И единство это основывается на главном эстетическом принципе – выразительности. Красота, будь то в искусстве или в природе, подчеркивает Франк, «необходимо выразительна». Она выражает «саму реальность в ее непостижимости» и при этом свидетельствует о некой «живой глубине реальности», сродной нашему собственному внутреннему самобытию. Прекрасное в природе и в искусстве подает нам знак об этой таинственной глубине предметного мира, и мы в каком-то смысле реально общаемся с красотой пейзажа, картины, скульптуры, прекрасного лица, собора, музыкального произведения, как общаемся с близким человеком, с другом. Во внешней действительности мы усматриваем

что-то сродное нашей интимной глубине, нашему потаенному самобытию; и в момент эстетического наслаждения мы перестаем чувствовать себя одинокими, а, напротив, находим в окружающей нас внешней реальности некую исконную «родину» для нашей «души», этой одинокой скиталицы в предметном мире (428).

Франк активно выступает против хорошо известной и достаточно популярной в эстетике того времени «теории вчувствования», классифицируя ее чистой «мифологией» позитивизма и материализма. В его понимании «непредвзятый феноменологический анализ эстетического опыта» говорит о совершенно ином – именно о том, что человеческий дух находит в самой реальности черты выразительности, свидетельствующие о ее «душеподобности», «осмысленности». Не человек навязывает реальности нечто ей чуждое, но сама реальность «заражает» нас некой своей внутренней значительностью. Мы можем или закрыться от нее, или, напротив, открыть себя для реальности и тогда-то и совершается акт эстетического восприятия. При этом Франк предупреждает, что, конечно, не следует думать, что природа или произведение искусства имеют нечто, по существу тождественное человеческой душе или духу. Это в прямом смысле слова только что-то «душеподобное» или «духоподобное» и практически невыразимое словами. Тем не менее основа этих метафор заключена в самом реальном объекте, в его внешнем, чувственно воспринимаемом облике, что и порождает эстетический опыт.

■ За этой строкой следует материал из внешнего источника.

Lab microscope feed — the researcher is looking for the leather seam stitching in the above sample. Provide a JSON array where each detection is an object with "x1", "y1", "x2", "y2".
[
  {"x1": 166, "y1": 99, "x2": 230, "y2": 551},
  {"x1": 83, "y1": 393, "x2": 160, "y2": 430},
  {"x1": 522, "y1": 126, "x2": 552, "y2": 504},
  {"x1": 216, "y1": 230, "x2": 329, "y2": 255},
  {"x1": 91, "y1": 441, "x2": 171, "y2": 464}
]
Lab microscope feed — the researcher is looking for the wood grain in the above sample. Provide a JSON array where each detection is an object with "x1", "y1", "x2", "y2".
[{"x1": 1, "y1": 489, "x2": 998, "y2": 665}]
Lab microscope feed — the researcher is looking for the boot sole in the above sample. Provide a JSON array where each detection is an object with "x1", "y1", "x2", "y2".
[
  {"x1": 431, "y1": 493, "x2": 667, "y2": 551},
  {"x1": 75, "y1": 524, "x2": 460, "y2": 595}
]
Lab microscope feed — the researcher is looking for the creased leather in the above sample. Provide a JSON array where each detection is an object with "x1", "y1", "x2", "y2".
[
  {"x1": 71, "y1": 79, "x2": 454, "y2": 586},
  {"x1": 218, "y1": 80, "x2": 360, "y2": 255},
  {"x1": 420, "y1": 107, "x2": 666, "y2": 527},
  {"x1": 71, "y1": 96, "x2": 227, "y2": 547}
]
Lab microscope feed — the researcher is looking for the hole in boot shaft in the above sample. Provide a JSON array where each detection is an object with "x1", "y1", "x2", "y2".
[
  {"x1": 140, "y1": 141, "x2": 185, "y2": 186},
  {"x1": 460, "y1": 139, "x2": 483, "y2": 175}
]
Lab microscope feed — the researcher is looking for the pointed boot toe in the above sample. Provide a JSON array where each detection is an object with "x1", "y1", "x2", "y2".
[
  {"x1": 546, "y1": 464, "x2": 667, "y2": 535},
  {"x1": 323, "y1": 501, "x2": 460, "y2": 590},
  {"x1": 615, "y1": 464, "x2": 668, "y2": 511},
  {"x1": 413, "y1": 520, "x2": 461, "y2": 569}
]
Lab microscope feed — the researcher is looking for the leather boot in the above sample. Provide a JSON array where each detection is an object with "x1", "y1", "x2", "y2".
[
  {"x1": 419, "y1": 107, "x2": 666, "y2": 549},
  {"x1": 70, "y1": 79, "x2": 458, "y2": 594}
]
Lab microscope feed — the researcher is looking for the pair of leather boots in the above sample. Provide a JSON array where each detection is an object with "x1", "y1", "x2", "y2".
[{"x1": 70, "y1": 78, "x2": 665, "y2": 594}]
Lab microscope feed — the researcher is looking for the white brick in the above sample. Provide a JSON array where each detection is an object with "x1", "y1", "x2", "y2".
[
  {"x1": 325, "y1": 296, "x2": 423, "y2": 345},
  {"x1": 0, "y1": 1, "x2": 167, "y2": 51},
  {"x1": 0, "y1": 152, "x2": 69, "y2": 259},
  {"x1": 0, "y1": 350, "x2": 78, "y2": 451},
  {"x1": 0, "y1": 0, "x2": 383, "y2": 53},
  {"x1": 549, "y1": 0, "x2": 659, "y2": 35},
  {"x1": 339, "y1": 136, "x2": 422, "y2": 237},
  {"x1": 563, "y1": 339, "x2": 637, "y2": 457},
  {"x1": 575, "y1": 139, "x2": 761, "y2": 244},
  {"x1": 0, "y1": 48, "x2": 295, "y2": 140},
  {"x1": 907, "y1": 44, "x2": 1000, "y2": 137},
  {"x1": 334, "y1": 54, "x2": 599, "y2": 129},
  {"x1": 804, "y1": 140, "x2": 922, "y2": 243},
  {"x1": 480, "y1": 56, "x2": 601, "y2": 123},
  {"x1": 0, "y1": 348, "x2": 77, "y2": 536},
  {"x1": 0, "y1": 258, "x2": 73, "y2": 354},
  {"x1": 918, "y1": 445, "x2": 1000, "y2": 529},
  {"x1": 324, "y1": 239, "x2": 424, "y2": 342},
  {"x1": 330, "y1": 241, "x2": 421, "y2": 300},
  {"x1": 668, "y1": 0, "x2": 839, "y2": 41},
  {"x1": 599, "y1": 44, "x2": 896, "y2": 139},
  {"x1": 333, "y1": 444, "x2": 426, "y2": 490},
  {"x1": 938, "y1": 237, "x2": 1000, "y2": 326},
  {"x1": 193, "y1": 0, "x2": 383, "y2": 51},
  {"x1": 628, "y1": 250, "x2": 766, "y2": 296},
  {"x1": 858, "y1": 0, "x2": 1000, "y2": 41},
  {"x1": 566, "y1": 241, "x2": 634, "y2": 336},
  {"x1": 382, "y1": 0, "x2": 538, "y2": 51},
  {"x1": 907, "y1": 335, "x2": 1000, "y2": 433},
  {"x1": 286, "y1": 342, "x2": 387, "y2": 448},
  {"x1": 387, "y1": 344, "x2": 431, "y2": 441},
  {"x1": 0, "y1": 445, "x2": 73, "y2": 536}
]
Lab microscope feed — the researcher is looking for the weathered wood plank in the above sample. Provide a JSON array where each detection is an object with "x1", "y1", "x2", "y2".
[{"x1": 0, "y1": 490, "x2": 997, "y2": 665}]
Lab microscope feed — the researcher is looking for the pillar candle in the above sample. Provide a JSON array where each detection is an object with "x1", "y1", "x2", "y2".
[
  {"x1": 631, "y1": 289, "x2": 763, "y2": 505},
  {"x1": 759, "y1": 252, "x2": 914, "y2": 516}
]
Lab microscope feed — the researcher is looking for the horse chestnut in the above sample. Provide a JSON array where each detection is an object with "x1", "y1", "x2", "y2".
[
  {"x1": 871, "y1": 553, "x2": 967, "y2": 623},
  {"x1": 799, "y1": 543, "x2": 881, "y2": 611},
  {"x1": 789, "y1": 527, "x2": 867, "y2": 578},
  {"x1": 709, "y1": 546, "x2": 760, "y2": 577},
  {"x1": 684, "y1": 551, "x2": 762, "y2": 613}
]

Хорошо ощущая, что словами и ему не очень удается убедительно передать смысл эстетического опыта или красоты, Франк стремится еще раз подчеркнуть, что он заключается именно в переживании внутреннего единства между предметным бытием и нашим внутренним самобытием. «Более того: сам эстетический опыт, само эстетическое переживание есть некое особое состояние бытия, в котором стирается сама грань между “объективным” бытием и бытием “внутренним”, “субъективным”» (431). В эстетическом опыте открывается тот глубинный слой реальности, к которому уже вообще не применимы понятия объективности и субъективности; о нем можно выражаться только антиномически: «эта реальность сразу и объективна, и субъективна, или что она ни объективна, ни субъективна». В эстетическом опыте, в опыте красоты нам открывается реальность за пределами категорий внешнего и внутреннего, объективного и субъективного, – как непостижимое единство «между интимным миром человеческой душевности и основой того, что предстоит нам как внешний мир предметной реальности» (431). Понятно, что речь идет о духовной основе предметной реальности.

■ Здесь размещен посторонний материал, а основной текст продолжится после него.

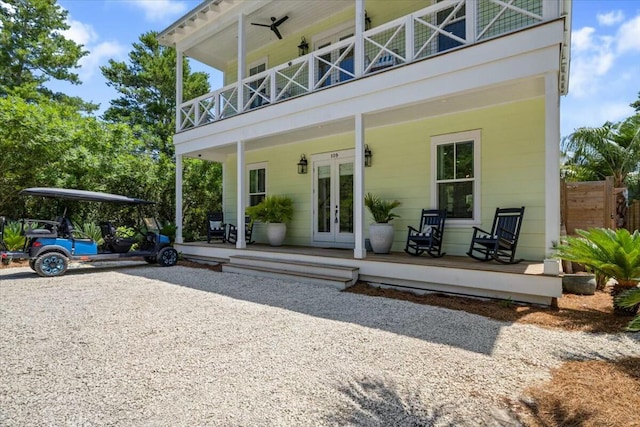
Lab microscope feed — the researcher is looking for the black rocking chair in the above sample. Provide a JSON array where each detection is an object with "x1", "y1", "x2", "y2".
[
  {"x1": 227, "y1": 215, "x2": 254, "y2": 245},
  {"x1": 467, "y1": 207, "x2": 525, "y2": 264},
  {"x1": 207, "y1": 212, "x2": 226, "y2": 243},
  {"x1": 404, "y1": 209, "x2": 447, "y2": 257}
]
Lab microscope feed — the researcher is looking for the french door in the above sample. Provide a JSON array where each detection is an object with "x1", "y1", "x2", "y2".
[{"x1": 312, "y1": 150, "x2": 354, "y2": 246}]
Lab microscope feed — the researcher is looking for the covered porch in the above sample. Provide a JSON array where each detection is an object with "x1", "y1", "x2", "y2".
[{"x1": 177, "y1": 241, "x2": 561, "y2": 305}]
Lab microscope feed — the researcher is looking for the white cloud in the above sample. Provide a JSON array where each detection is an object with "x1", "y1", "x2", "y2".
[
  {"x1": 62, "y1": 18, "x2": 98, "y2": 46},
  {"x1": 78, "y1": 41, "x2": 127, "y2": 81},
  {"x1": 568, "y1": 29, "x2": 615, "y2": 98},
  {"x1": 597, "y1": 10, "x2": 624, "y2": 26},
  {"x1": 617, "y1": 15, "x2": 640, "y2": 53},
  {"x1": 572, "y1": 27, "x2": 595, "y2": 52},
  {"x1": 128, "y1": 0, "x2": 189, "y2": 23}
]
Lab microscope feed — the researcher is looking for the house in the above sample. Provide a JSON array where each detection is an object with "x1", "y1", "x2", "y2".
[{"x1": 157, "y1": 0, "x2": 572, "y2": 305}]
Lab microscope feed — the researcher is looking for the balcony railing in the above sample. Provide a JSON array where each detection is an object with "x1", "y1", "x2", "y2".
[{"x1": 178, "y1": 0, "x2": 548, "y2": 132}]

Кажется, что здесь уже все сказано об эстетическом опыте, и сказано достаточно убедительно даже с современной точки зрения. Однако самому Франку как религиозному мыслителю представляется, что он несколько переоценил эстетический опыт, увлекшись метафизикой красоты и забыв о необходимости религиозной ориентации любой теории на жизнь человеческую, увиденную в ее эсхатологической перспективе. А что дает человеку в этом плане эстетический опыт? И Франк настраивает свой глаз на эту перспективу.

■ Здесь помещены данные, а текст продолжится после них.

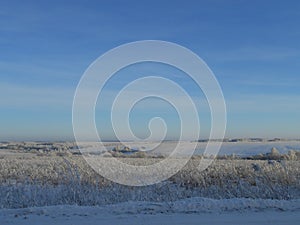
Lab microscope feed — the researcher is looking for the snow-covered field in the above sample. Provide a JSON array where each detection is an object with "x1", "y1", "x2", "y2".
[
  {"x1": 75, "y1": 140, "x2": 300, "y2": 156},
  {"x1": 1, "y1": 197, "x2": 299, "y2": 225},
  {"x1": 198, "y1": 141, "x2": 300, "y2": 156},
  {"x1": 131, "y1": 141, "x2": 300, "y2": 156},
  {"x1": 0, "y1": 142, "x2": 299, "y2": 224}
]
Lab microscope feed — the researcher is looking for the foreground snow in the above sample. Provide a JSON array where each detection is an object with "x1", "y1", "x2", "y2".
[{"x1": 1, "y1": 197, "x2": 299, "y2": 225}]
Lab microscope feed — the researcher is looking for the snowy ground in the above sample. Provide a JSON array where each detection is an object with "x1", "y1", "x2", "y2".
[
  {"x1": 1, "y1": 198, "x2": 299, "y2": 225},
  {"x1": 76, "y1": 141, "x2": 300, "y2": 156},
  {"x1": 1, "y1": 142, "x2": 299, "y2": 224}
]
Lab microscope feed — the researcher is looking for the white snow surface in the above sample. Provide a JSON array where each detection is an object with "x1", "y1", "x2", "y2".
[
  {"x1": 1, "y1": 197, "x2": 299, "y2": 225},
  {"x1": 78, "y1": 141, "x2": 300, "y2": 156}
]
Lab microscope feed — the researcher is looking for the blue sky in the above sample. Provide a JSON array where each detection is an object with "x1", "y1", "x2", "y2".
[{"x1": 0, "y1": 0, "x2": 300, "y2": 141}]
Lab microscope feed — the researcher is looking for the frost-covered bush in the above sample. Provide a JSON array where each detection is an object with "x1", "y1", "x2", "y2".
[
  {"x1": 242, "y1": 148, "x2": 299, "y2": 161},
  {"x1": 0, "y1": 153, "x2": 299, "y2": 209}
]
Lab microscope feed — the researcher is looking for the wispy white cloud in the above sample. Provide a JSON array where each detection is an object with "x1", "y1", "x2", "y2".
[
  {"x1": 0, "y1": 82, "x2": 74, "y2": 109},
  {"x1": 226, "y1": 93, "x2": 300, "y2": 113},
  {"x1": 233, "y1": 77, "x2": 300, "y2": 87},
  {"x1": 0, "y1": 60, "x2": 79, "y2": 80},
  {"x1": 207, "y1": 47, "x2": 300, "y2": 62}
]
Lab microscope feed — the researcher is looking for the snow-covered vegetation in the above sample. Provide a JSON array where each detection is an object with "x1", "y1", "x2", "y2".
[{"x1": 0, "y1": 144, "x2": 299, "y2": 209}]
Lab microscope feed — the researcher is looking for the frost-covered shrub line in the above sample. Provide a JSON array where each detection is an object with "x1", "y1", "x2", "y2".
[{"x1": 0, "y1": 153, "x2": 299, "y2": 209}]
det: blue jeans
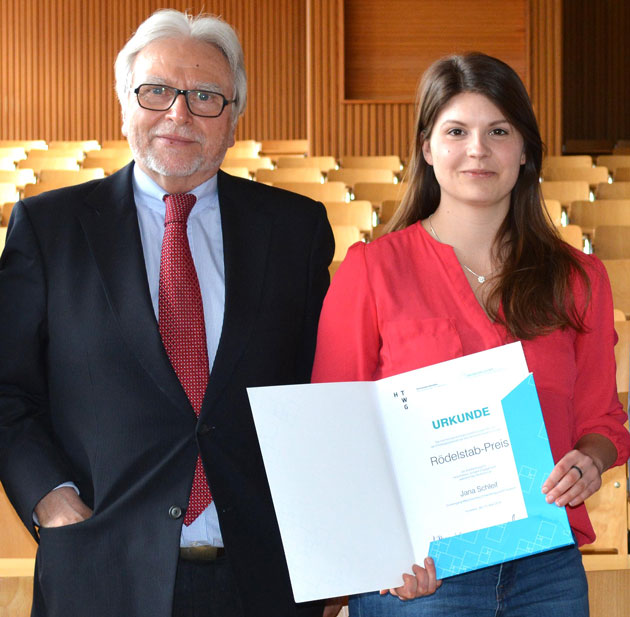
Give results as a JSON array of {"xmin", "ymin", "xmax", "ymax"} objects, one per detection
[{"xmin": 349, "ymin": 543, "xmax": 588, "ymax": 617}]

На основе всего сказанного, резюмирует он, может сложится впечатление, что в опыте красоты открывается выход из «онтологического разлада, составляющего существо трагизма человеческого существования». Однако это не так. В эстетическом опыте, бесспорно, открывается некоторая подлинная реальность, но она все-таки в каком-то смысле «иллюзорна», «поверхностна» (везде кавычки Франка), ибо «не объемлет всей глубины бытия. Красота относится скорее лишь к “облику” реальности, чем составляет ее подлинное существо, ее корень, определяющий целиком всю ее структуру» (432). Красота только указывает, намекает на «последнюю глубину» бытия, не разъясняя нам, «как согласовать то, о чем она свидетельствует, со строением реальности» (432). И далее он с метафизических высот «реальности» как «непостижимого по существу» и эстетического опыта как переживания «непостижимости реальности» и восприятия абсолютной ценности бытия спускается на грешную землю, к утилитарной эмпирии, о которой уже не стоило бы вроде и говорить, но которая значима в русле религиозного сознания, ярким и последовательным представителем и теоретиком которого, бесспорно, являлся Франк.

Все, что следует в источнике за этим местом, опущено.